Придя в себя и посидев, как тот бывалый зэк, чуток на корточках, выпустив пары, а заодно и расшвыряв по белу свету облачко метилового спирта, густо вдутого в паленую александровскую водяру, эфирный ветер порхнул туда, куда спервоначалу и собирался: на чертову мельницу…
Про подростка Петрова
Трифон готовил себя к новой народной акции. Но вдруг подготовку приостановил. Поводом послужило вот что. Одна из местных оппозиционных газет пропечатала:
«Охранники с фермы „Русская Долли“ в пылу охоты за разбежавшимися по дворам овцами — а возможно, просто по неосторожности — пристукнули подростка Петрова».
Сообщение называлось «Хищная „Долли“», было кратким и невразумительным. Особенно возмутило Усынина слово «пристукнули».
Трифон Петрович затребовал подробностей. И узнал их.
Подростка Рому действительно задели кованым ботинком по голове. Может, случайно, а может, и намеренно. Некоторое время Рома Петров был жив, но потом — так и не сумев в собственном палисаде подняться на ноги и вызвать самому себе «скорую» — умер.
Подростка Петрова — худенького, беленького — знакомые и соседи в шутку звали «князь Роман». Смотрел Рома ясно, ходил ровно, отвечал чинно. В школе учился так себе. Но по биологии — всегда пятерка с плюсом.

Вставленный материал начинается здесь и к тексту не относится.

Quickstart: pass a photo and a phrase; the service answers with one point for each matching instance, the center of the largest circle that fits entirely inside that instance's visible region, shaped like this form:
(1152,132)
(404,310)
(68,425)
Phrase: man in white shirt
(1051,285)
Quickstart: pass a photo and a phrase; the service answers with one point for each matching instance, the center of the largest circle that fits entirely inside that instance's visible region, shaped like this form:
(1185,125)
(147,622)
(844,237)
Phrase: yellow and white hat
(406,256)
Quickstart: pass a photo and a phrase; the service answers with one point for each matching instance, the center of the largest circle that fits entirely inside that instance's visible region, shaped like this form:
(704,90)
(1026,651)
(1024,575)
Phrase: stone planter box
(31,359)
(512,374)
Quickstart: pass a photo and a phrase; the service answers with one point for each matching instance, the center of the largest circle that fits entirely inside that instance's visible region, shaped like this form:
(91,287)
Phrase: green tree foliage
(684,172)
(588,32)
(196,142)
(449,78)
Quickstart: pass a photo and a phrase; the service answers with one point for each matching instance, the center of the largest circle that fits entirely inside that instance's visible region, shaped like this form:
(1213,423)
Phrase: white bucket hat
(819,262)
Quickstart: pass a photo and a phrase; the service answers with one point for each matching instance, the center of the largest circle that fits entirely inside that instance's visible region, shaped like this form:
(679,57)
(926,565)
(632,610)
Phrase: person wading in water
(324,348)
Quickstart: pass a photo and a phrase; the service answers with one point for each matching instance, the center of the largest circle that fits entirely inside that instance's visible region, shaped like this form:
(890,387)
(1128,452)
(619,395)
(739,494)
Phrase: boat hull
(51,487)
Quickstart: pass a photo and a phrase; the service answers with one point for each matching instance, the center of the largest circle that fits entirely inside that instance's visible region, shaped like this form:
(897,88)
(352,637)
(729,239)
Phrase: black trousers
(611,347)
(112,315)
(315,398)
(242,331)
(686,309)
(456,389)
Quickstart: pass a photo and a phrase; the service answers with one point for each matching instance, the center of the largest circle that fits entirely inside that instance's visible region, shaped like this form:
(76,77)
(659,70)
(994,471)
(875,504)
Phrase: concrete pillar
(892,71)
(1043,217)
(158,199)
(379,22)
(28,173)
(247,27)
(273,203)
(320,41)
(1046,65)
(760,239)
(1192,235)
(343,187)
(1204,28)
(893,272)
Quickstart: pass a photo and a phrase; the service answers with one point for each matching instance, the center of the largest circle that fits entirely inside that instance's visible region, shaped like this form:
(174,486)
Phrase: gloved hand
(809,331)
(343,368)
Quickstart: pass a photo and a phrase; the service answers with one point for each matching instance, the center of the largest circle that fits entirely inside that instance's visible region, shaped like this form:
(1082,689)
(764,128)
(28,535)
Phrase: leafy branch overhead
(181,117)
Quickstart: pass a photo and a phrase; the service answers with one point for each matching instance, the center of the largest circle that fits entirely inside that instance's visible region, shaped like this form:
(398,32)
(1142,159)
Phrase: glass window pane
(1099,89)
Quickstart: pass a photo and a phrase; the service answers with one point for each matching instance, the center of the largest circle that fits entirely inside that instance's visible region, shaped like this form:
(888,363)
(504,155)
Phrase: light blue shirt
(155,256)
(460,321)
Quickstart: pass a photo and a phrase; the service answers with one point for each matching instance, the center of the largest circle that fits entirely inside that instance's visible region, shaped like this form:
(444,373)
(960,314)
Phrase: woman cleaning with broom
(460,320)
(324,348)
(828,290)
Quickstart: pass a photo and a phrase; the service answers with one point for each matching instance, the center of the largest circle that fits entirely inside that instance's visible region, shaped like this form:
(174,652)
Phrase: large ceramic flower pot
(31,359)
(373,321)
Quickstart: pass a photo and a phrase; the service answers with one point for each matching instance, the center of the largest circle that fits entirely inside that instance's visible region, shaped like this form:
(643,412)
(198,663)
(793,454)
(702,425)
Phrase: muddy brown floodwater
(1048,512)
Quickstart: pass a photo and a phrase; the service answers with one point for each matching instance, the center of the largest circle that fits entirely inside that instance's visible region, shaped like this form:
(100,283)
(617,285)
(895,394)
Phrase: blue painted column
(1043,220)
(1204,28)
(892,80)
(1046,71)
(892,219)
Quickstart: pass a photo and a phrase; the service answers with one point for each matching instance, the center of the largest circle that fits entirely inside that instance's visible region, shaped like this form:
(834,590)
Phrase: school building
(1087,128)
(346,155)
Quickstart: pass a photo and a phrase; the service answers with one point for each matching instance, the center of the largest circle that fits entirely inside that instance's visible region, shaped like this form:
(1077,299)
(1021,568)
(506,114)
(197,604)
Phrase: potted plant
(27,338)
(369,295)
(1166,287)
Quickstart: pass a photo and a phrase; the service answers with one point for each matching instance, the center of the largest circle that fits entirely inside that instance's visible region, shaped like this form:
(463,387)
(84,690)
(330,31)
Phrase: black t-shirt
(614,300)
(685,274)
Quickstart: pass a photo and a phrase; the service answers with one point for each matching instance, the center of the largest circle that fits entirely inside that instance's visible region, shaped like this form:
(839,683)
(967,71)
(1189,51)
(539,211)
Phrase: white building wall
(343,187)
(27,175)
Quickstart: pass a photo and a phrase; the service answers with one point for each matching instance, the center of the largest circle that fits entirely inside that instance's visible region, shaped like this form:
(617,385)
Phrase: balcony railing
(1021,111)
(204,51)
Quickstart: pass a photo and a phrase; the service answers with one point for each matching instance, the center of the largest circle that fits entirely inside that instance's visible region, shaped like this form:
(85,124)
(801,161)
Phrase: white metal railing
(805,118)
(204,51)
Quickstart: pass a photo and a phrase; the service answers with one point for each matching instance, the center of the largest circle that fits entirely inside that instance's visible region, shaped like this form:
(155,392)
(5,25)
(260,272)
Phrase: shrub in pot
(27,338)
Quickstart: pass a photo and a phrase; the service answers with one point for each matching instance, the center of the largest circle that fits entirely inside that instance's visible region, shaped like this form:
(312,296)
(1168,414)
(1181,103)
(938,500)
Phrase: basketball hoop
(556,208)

Все свободное время Рома проводил в живых уголках. И, в конце концов, завел себе двух овец. Еще ягнятами овец этих выбраковал пригородный колхоз, поставлявший шкурки для ярославской фабрики головных уборов (ягнята были малошерстисты, но даже та шерсть, что на них имелась, росла пучками, выдиралась сразу и целыми клочьями).

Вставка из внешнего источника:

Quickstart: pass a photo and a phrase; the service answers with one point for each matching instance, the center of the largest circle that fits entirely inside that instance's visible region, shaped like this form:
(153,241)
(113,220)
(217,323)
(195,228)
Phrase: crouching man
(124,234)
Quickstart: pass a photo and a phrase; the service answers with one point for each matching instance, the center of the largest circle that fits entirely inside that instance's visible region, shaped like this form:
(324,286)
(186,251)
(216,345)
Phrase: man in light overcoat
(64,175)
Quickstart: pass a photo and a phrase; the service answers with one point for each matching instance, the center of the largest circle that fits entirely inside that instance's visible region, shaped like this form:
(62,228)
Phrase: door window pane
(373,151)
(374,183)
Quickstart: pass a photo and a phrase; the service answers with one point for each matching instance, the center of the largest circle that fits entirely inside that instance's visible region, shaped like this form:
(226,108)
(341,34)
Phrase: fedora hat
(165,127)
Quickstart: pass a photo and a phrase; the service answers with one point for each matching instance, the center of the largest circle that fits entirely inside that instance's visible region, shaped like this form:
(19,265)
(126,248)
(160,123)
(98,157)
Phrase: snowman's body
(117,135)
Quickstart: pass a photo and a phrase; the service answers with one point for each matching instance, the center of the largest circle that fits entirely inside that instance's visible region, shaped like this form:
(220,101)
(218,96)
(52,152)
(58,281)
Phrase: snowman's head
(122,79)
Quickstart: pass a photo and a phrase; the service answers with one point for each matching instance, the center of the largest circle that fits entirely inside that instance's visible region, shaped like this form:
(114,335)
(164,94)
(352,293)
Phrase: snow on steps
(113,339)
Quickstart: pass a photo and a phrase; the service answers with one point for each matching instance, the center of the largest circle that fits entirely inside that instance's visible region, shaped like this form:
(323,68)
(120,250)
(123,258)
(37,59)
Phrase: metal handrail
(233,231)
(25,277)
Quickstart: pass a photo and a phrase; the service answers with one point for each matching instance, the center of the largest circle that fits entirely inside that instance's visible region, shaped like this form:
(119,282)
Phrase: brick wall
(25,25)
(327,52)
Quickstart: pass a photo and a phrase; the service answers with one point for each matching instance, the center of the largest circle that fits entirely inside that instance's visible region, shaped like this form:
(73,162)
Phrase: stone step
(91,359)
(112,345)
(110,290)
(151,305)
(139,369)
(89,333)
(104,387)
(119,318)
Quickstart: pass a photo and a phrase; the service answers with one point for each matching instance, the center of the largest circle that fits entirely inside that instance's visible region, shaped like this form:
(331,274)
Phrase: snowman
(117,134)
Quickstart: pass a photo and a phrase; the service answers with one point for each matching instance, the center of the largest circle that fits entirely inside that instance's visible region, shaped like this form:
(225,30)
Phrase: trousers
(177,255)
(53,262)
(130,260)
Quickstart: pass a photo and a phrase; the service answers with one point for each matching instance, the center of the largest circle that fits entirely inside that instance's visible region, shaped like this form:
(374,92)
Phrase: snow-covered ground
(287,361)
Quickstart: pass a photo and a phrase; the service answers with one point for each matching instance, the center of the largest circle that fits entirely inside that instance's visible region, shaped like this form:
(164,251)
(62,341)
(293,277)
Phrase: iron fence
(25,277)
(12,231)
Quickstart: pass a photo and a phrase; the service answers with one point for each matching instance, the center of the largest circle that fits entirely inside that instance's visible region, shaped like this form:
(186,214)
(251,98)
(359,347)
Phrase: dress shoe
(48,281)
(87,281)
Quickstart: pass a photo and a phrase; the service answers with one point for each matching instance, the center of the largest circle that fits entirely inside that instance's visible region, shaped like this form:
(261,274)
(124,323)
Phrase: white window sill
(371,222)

В школе Рому беленького еще терпели, а вот родственники, после окончательного отлета за границу Роминых родителей иногда наезжавшие из Солигалича, — те всегда пеняли ему за бесхозяйственность и неумение организовать собственную жизнь. Овец давно нужно было как следует выкормить и сдать на мясо. А Рома и сам жил впроголодь, и овечек морил голодом. А впроголодь что за жизнь? Лучше вовсе не жить, чем пустоту глотать!
Как ни странно, овечки прижились у Ромы прекрасно. Были они и впрямь не слишком упитанны, зато игривы и резвы — на загляденье.

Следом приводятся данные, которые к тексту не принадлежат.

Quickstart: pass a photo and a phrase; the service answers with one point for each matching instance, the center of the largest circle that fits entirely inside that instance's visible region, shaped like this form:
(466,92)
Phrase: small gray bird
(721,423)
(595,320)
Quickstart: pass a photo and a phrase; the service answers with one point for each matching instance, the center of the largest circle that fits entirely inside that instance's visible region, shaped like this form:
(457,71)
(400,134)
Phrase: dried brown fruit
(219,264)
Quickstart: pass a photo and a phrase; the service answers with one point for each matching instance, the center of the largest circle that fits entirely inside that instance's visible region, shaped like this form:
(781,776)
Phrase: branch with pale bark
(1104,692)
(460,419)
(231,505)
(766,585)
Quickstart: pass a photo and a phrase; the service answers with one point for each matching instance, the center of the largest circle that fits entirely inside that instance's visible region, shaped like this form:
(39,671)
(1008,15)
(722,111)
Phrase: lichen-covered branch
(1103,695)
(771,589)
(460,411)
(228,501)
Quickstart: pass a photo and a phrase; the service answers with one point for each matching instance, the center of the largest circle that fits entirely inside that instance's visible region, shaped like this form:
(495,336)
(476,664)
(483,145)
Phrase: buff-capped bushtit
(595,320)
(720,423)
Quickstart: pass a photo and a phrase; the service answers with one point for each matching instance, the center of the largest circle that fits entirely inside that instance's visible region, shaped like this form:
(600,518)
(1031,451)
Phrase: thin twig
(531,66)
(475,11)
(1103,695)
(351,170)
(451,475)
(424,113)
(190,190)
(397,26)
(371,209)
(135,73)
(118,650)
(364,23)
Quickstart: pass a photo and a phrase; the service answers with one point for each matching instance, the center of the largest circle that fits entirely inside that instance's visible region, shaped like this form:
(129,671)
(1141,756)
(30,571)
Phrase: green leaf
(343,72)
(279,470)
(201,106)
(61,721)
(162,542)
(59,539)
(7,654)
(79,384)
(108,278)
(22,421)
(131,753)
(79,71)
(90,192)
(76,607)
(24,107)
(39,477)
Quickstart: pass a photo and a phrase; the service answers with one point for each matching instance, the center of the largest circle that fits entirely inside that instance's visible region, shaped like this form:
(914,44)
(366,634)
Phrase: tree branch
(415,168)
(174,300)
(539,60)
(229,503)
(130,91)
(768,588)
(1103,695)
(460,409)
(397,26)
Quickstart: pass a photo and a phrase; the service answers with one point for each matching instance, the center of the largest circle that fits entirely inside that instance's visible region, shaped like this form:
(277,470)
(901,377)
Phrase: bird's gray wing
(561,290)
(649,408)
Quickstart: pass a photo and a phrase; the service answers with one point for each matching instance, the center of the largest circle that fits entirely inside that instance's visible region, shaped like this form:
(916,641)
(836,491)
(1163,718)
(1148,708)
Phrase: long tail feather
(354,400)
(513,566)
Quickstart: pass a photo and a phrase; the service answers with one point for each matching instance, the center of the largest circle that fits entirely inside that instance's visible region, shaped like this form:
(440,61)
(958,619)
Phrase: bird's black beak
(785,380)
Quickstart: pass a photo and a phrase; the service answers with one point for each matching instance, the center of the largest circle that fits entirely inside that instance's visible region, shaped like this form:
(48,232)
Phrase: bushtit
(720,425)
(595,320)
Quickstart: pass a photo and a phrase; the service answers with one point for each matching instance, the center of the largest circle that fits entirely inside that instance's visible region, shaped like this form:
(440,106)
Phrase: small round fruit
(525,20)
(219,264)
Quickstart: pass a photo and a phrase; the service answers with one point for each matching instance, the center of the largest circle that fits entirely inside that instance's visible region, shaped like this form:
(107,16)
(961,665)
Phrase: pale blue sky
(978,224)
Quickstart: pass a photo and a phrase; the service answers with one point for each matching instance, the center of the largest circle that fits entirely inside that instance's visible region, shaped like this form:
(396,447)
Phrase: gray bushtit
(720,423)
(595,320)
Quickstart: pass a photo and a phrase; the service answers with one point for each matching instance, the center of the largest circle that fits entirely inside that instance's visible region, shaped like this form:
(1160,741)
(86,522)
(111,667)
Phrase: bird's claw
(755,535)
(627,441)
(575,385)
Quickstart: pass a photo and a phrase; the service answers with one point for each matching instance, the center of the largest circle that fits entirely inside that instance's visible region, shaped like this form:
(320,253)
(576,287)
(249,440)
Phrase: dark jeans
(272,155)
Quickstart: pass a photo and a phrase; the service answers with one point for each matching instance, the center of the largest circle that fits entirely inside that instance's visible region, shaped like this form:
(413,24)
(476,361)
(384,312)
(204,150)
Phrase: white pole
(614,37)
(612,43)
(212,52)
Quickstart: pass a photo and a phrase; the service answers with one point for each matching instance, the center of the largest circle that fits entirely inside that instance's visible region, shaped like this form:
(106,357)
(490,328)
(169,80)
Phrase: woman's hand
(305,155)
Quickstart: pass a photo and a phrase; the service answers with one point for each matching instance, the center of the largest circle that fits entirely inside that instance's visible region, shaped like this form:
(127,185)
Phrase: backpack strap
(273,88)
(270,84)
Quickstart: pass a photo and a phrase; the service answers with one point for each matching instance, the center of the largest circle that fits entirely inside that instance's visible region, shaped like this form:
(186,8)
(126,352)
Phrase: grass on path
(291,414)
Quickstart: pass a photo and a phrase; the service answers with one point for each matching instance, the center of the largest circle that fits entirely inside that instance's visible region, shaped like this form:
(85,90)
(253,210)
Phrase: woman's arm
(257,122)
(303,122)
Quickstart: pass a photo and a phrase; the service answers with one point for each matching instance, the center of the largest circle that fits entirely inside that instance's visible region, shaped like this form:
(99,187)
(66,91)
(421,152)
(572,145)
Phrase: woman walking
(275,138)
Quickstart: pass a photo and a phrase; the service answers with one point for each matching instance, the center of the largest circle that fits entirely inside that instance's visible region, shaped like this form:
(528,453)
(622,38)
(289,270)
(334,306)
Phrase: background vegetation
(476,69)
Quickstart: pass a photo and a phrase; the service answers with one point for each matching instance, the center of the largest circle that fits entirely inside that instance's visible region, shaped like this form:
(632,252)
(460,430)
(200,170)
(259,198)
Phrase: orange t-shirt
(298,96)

— А ты в цирк их тогда сдал бы, что ли, племяш! — не унимались беспокойные родственники.
Племяш на родственные слова лишь застенчиво улыбался, на приязнь странноватую внимания не расходовал…
Теперь Рому беленького нужно было хоронить.
Но как раз в это время родственников рядом и не оказалось.
Ну а с родителями подростка Петрова, в заштатный Романов из Европы возвращаться, как видно, не собиравшимися, — ни по каким каналам связи сообщиться не удалось.
Рома беленький лежал в наглухо запертой ячейке в морге, в морозильнике. Все это знали, и у некоторых такое положение тела — вне земли или на худой конец вне урны погребальной — вызывало досаду и гнев.